Development of a Usutu virus specific real-time reverse transcription PCR assay based on sequenced strains from Africa and Europe.

机构信息

Unité des arbovirus et virus de fièvres hémorragiques, Institut Pasteur de Dakar, 34 Avenue Pasteur, Dakar, Senegal; Université Cheikh Anta Diop Dakar, 24 Avenue Cheikh Anta Diop, Dakar, Senegal; University Vienna, Dr. Bohr-Gasse 9/3, A-1030 Vienna, Austria.
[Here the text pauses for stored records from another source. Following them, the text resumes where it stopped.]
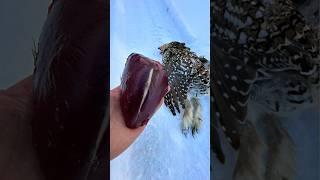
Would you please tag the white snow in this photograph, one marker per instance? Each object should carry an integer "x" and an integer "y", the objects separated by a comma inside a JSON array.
[{"x": 161, "y": 151}]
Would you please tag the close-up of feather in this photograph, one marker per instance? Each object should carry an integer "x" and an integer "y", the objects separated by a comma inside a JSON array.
[
  {"x": 265, "y": 61},
  {"x": 70, "y": 91}
]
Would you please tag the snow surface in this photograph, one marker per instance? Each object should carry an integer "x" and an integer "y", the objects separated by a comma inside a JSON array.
[{"x": 161, "y": 151}]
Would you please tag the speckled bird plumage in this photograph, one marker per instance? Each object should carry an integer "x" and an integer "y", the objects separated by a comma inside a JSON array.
[
  {"x": 265, "y": 58},
  {"x": 189, "y": 78}
]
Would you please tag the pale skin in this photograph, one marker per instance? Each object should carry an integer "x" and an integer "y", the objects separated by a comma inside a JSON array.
[
  {"x": 121, "y": 137},
  {"x": 18, "y": 157}
]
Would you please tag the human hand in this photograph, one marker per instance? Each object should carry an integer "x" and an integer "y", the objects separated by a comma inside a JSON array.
[{"x": 121, "y": 137}]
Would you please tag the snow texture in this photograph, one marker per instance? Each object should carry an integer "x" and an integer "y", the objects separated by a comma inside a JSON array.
[{"x": 161, "y": 151}]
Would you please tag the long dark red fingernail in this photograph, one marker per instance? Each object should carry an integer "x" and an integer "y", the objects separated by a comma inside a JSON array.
[{"x": 144, "y": 83}]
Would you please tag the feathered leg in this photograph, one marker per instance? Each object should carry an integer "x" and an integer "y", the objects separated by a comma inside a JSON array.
[
  {"x": 186, "y": 117},
  {"x": 196, "y": 120}
]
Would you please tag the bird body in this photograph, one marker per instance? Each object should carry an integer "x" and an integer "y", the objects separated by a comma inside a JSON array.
[
  {"x": 189, "y": 78},
  {"x": 266, "y": 66}
]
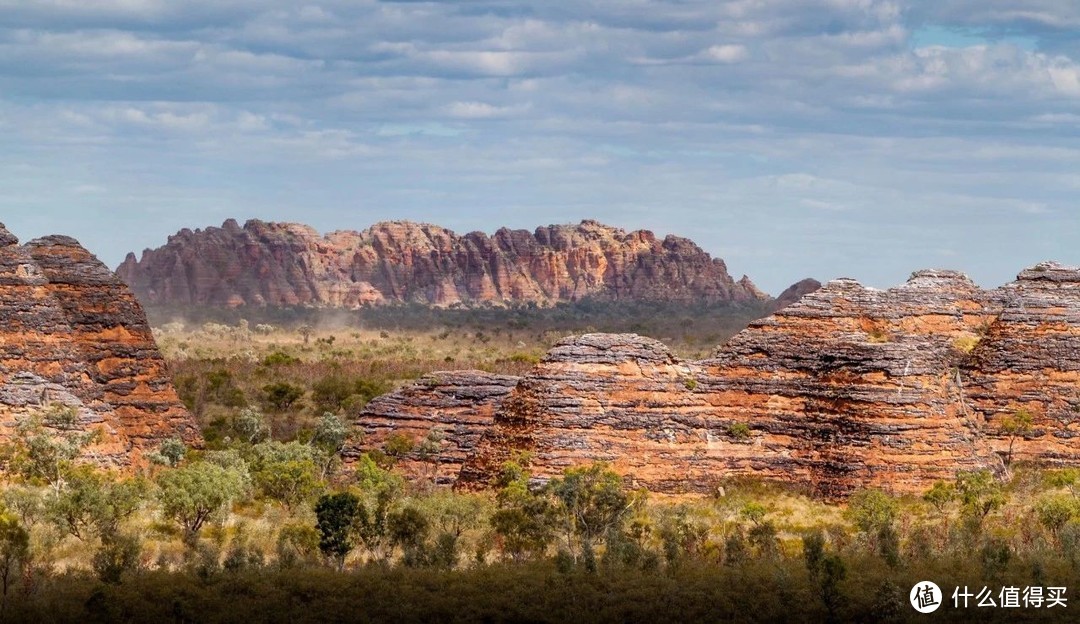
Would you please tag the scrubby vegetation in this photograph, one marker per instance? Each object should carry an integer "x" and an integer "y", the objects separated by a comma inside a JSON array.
[
  {"x": 260, "y": 529},
  {"x": 267, "y": 524}
]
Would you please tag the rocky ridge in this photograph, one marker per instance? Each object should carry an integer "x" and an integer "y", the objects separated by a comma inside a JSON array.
[
  {"x": 266, "y": 263},
  {"x": 72, "y": 334},
  {"x": 848, "y": 388}
]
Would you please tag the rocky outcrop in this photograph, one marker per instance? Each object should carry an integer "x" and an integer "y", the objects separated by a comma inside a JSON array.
[
  {"x": 73, "y": 335},
  {"x": 443, "y": 415},
  {"x": 615, "y": 397},
  {"x": 794, "y": 293},
  {"x": 262, "y": 263},
  {"x": 846, "y": 388},
  {"x": 1028, "y": 361},
  {"x": 855, "y": 388}
]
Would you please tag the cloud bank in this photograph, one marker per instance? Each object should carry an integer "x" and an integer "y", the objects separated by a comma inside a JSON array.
[{"x": 791, "y": 137}]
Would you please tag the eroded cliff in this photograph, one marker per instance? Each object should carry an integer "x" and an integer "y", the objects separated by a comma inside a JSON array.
[
  {"x": 264, "y": 263},
  {"x": 847, "y": 388},
  {"x": 73, "y": 335}
]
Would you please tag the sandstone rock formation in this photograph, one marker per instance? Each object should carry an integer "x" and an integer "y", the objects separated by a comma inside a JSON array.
[
  {"x": 847, "y": 388},
  {"x": 1028, "y": 358},
  {"x": 794, "y": 293},
  {"x": 265, "y": 263},
  {"x": 448, "y": 409},
  {"x": 71, "y": 334}
]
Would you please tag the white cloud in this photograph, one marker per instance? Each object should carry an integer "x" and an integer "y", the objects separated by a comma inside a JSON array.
[{"x": 802, "y": 127}]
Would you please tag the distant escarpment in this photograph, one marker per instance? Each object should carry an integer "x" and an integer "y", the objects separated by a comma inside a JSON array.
[
  {"x": 286, "y": 265},
  {"x": 846, "y": 388},
  {"x": 72, "y": 335}
]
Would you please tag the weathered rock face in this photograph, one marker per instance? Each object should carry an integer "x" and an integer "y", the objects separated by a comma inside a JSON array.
[
  {"x": 794, "y": 293},
  {"x": 1028, "y": 358},
  {"x": 844, "y": 389},
  {"x": 287, "y": 265},
  {"x": 72, "y": 334},
  {"x": 615, "y": 397},
  {"x": 859, "y": 388},
  {"x": 448, "y": 409}
]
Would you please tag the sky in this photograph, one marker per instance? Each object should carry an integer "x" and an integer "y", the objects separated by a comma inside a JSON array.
[{"x": 793, "y": 138}]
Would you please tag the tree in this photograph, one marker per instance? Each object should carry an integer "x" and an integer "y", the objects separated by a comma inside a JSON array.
[
  {"x": 46, "y": 445},
  {"x": 940, "y": 496},
  {"x": 94, "y": 503},
  {"x": 525, "y": 520},
  {"x": 281, "y": 395},
  {"x": 287, "y": 473},
  {"x": 14, "y": 553},
  {"x": 593, "y": 503},
  {"x": 1018, "y": 423},
  {"x": 118, "y": 554},
  {"x": 329, "y": 437},
  {"x": 874, "y": 513},
  {"x": 171, "y": 452},
  {"x": 194, "y": 493},
  {"x": 1055, "y": 511},
  {"x": 408, "y": 530},
  {"x": 980, "y": 492},
  {"x": 336, "y": 514},
  {"x": 251, "y": 425}
]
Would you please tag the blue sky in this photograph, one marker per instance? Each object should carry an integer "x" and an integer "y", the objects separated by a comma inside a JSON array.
[{"x": 824, "y": 138}]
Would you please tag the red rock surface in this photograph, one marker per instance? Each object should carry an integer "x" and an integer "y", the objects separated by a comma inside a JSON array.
[
  {"x": 844, "y": 389},
  {"x": 1029, "y": 358},
  {"x": 72, "y": 334},
  {"x": 266, "y": 263},
  {"x": 458, "y": 406}
]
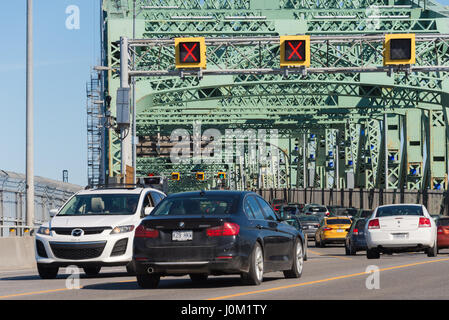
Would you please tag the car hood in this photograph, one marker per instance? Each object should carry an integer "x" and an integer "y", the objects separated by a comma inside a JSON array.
[{"x": 92, "y": 221}]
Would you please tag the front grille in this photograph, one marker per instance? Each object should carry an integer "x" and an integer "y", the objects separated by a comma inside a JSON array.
[
  {"x": 119, "y": 247},
  {"x": 87, "y": 231},
  {"x": 77, "y": 251},
  {"x": 41, "y": 249}
]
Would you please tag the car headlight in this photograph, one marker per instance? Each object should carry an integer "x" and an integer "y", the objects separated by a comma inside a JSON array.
[
  {"x": 122, "y": 229},
  {"x": 44, "y": 231}
]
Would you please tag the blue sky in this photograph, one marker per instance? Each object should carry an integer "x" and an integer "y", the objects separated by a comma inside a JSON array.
[{"x": 63, "y": 60}]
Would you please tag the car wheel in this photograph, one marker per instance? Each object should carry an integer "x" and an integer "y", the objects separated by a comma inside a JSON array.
[
  {"x": 372, "y": 254},
  {"x": 256, "y": 267},
  {"x": 198, "y": 277},
  {"x": 92, "y": 271},
  {"x": 47, "y": 272},
  {"x": 148, "y": 281},
  {"x": 352, "y": 250},
  {"x": 433, "y": 252},
  {"x": 130, "y": 269},
  {"x": 298, "y": 261}
]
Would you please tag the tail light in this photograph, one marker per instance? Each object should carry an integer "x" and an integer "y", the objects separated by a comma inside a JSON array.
[
  {"x": 374, "y": 224},
  {"x": 228, "y": 229},
  {"x": 142, "y": 232},
  {"x": 424, "y": 222}
]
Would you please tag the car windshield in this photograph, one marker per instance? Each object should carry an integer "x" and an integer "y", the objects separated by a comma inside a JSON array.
[
  {"x": 399, "y": 211},
  {"x": 309, "y": 218},
  {"x": 338, "y": 221},
  {"x": 207, "y": 205},
  {"x": 101, "y": 204}
]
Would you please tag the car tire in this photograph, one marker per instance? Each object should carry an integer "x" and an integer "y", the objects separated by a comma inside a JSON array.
[
  {"x": 198, "y": 277},
  {"x": 256, "y": 267},
  {"x": 372, "y": 254},
  {"x": 148, "y": 281},
  {"x": 47, "y": 272},
  {"x": 352, "y": 251},
  {"x": 130, "y": 269},
  {"x": 432, "y": 252},
  {"x": 92, "y": 271},
  {"x": 298, "y": 261}
]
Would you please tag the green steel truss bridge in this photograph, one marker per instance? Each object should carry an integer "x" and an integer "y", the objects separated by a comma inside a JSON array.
[{"x": 345, "y": 122}]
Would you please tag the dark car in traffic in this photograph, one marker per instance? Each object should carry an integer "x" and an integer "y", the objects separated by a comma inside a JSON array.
[
  {"x": 310, "y": 224},
  {"x": 215, "y": 233},
  {"x": 355, "y": 239}
]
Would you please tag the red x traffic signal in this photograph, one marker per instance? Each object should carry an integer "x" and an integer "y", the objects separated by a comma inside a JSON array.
[
  {"x": 190, "y": 53},
  {"x": 295, "y": 51}
]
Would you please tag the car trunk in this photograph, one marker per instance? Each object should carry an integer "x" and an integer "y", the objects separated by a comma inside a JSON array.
[
  {"x": 183, "y": 238},
  {"x": 399, "y": 223}
]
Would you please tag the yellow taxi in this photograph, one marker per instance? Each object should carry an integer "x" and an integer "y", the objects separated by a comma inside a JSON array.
[{"x": 332, "y": 230}]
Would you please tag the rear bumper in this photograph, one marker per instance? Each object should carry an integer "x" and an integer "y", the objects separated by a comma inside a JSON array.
[{"x": 232, "y": 265}]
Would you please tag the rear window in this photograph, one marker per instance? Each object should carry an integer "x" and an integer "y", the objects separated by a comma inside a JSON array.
[
  {"x": 399, "y": 211},
  {"x": 309, "y": 218},
  {"x": 206, "y": 206},
  {"x": 360, "y": 224},
  {"x": 366, "y": 214},
  {"x": 338, "y": 221}
]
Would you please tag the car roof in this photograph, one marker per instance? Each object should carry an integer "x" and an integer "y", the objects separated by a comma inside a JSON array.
[
  {"x": 116, "y": 191},
  {"x": 211, "y": 193}
]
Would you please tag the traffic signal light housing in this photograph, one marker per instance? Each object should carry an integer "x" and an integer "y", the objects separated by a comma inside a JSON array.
[
  {"x": 399, "y": 49},
  {"x": 176, "y": 176},
  {"x": 295, "y": 51},
  {"x": 190, "y": 53},
  {"x": 200, "y": 176}
]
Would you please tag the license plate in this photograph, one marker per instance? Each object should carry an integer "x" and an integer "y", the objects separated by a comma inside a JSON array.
[
  {"x": 400, "y": 235},
  {"x": 182, "y": 235}
]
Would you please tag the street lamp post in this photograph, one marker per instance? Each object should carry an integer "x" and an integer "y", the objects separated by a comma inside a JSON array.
[{"x": 29, "y": 120}]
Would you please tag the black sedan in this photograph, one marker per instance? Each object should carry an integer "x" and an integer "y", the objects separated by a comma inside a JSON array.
[{"x": 215, "y": 233}]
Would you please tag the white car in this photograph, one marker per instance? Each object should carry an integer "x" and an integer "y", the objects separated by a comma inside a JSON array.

Department of Virology, University Medical Center Goettingen, Kreuzbergring 57, D-37075 Goettingen, Germany.

出版信息

J Virol Methods. 2014 Mar;197:51-4. doi: 10.1016/j.jviromet.2013.08.039. Epub 2013 Sep 13.

DOI:10.1016/j.jviromet.2013.08.039
PMID:24036076
Abstract

Usutu virus (USUV) has been isolated in several African and European countries mainly from mosquitoes and birds. However, previous benign and two recent severe cases of human infections point out the need of a tool for the identification of USUV in human samples. A published real-time reverse transcription (RT) PCR assay for the detection of USUV in human blood or cerebrospinal fluid does not take into account the genetic variability of USUV in different geographic regions. Therefore, this article presents a quantitative real-time RT-PCR assay based on sequences from Europe and Africa. Primers and probe were designed in conserved regions among USUV strains that differed from closely related flaviviruses. The specificity of the assay was investigated by testing 16 other flaviviruses circulating in Africa. The sensitivity was determined by testing serial dilutions of virus and RNA standard. Intra- and inter-assay coefficients of variation were evaluated by 10 reactions in a same and in different assays, respectively. The assay provides high analytical specificity for USUV and detection limits of 1.2pfu/reaction for virus dilutions in L-15 medium or human serum and 60 copies/reaction for the RNA standard. The assay needs to be evaluated in a clinical context and integrated in standard diagnosis of flaviviral diseases.

摘要

乌苏图病毒(USUV)已在多个非洲和欧洲国家从蚊子和鸟类中分离出来。然而,以前的良性和最近的两例严重的人类感染病例表明,需要一种工具来鉴定人类样本中的 USUV。已发表的用于检测人血或脑脊液中 USUV 的实时 RT-PCR 检测方法并未考虑到 USUV 在不同地理区域的遗传变异性。因此,本文介绍了一种基于欧洲和非洲序列的定量实时 RT-PCR 检测方法。引物和探针设计在 USUV 株之间的保守区域,与密切相关的黄病毒不同。该检测方法通过测试在非洲循环的 16 种其他黄病毒来评估其特异性。通过测试病毒和 RNA 标准的系列稀释液来确定灵敏度。通过在相同和不同的检测中分别进行 10 次反应来评估批内和批间变异系数。该检测方法对 USUV 具有高度的分析特异性,在 L-15 培养基或人血清中对病毒稀释液的检测限为 1.2pfu/反应,对 RNA 标准的检测限为 60 拷贝/反应。该检测方法需要在临床环境中进行评估,并整合到黄病毒病的标准诊断中。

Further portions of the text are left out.